CREATE FUNCTION [dbo].[ScrubAbbrev]
(@Field nvarchar(25),@Abbrev nvarchar(255))
RETURNS varchar(255)
AS
BEGIN
    DECLARE @max int = (select MAX(stepid) from Abbreviations)
    DECLARE @StepID int = (select min(stepid) from Abbreviations)
    DECLARE @find varchar(150)=(select Longname from Abbreviations where Stepid=@stepid)
    DECLARE @replace varchar(150)=(select ShortName from Abbreviations where Stepid=@stepid)
    DECLARE @size int = (select max_input_length from FieldDefinitions where FieldName = 'title')
    DECLARE @isDone int = (select COUNT(*) from SizeTest where LEN(Title)>(@size))

    WHILE @StepID<=@max or @isDone = 0 and LEN(@Abbrev)>(@size) and @Abbrev is not null
    BEGIN
        RETURN
        REPLACE(@Abbrev,@find,@replace)
        SET @StepID=@StepID+1
        SET @find =(select Longname from Abbreviations where Stepid=@stepid)
        SET @replace =(select ShortName from Abbreviations where Stepid=@stepid)
        SET @isDone = (select COUNT(*) from SizeTest where LEN(Title)>(@size))
    END
END

Obviously the RETURN should go at the end, but I need to reset the my variables to the next @stepID, @find, and @replace.

Is this one of those times where I'd have to use a cursor (which I've never yet written)?

1 Answer 1

1

Generally, you don't want to use cursors or while loops in SQL because they only process a single row at a time, and thus perform very poorly. SQL is designed and optimized to process (potentially very large) sets of data, not individual values.

You could factor out the while loop by doing something like this:

UPDATE t
SET t.targetColumn = a.ShortName
FROM targetTable t
INNER JOIN Abbreviations a
ON t.targetColumn = a.LongName
WHERE LEN(t.targetColumn) > @maxLength

This is generalized and you will need to tweak it to fit your specific data model, but here's what's going on:

For every row in "targetTable", set the value of "targetColumn" (what you want to abbreviate) to the relevant abbreviation (found in Abbreviations.ShortName) iff: the current value has a standardized abbreviation (the inner join) and the current value is longer than desired (the where condition).

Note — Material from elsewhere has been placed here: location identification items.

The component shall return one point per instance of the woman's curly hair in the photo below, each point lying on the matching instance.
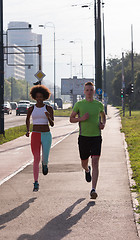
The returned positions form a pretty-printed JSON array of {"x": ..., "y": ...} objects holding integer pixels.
[{"x": 40, "y": 89}]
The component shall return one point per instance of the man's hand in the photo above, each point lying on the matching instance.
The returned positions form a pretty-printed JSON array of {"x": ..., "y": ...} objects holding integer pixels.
[{"x": 85, "y": 117}]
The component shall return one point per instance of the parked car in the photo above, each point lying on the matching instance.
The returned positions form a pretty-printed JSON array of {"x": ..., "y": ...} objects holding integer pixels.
[
  {"x": 13, "y": 105},
  {"x": 59, "y": 102},
  {"x": 22, "y": 108},
  {"x": 54, "y": 106},
  {"x": 32, "y": 103},
  {"x": 47, "y": 103},
  {"x": 7, "y": 108},
  {"x": 24, "y": 101}
]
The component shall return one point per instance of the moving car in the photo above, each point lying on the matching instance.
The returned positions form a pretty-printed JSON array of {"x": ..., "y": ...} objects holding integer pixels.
[
  {"x": 22, "y": 108},
  {"x": 24, "y": 101},
  {"x": 13, "y": 105},
  {"x": 7, "y": 108}
]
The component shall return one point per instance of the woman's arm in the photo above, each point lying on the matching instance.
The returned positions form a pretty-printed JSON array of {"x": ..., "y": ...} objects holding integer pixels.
[{"x": 50, "y": 115}]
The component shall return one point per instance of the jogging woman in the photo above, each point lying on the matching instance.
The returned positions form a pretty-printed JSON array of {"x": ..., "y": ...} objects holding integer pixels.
[{"x": 42, "y": 116}]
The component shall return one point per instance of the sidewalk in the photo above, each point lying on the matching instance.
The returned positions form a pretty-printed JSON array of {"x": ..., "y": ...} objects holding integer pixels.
[{"x": 62, "y": 208}]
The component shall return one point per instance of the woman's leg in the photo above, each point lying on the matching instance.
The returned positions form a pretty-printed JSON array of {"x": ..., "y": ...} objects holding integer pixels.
[
  {"x": 46, "y": 140},
  {"x": 35, "y": 146}
]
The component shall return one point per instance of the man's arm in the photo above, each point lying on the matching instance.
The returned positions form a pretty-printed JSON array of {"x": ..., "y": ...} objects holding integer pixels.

You'll need to add an integer parameter or local variable, @maxLength, to indicate what constitutes "too long". This query processes the target table all at once, updating the value in the target column for every eligible row, while a function will only find the abbreviation for a single item (the intersection of one row and one column) at a time.

Note that this won't do anything if the value is too long but doesn't have a standard abbreviation. Your existing code has this same limitation, so I assume this is desired behavior.

I also recommend making this a stored procedure rather than a function. Functions on SQL Server are treated as black boxes and can seriously harm performance, because the optimizer generally doesn't have a good idea of what they're doing.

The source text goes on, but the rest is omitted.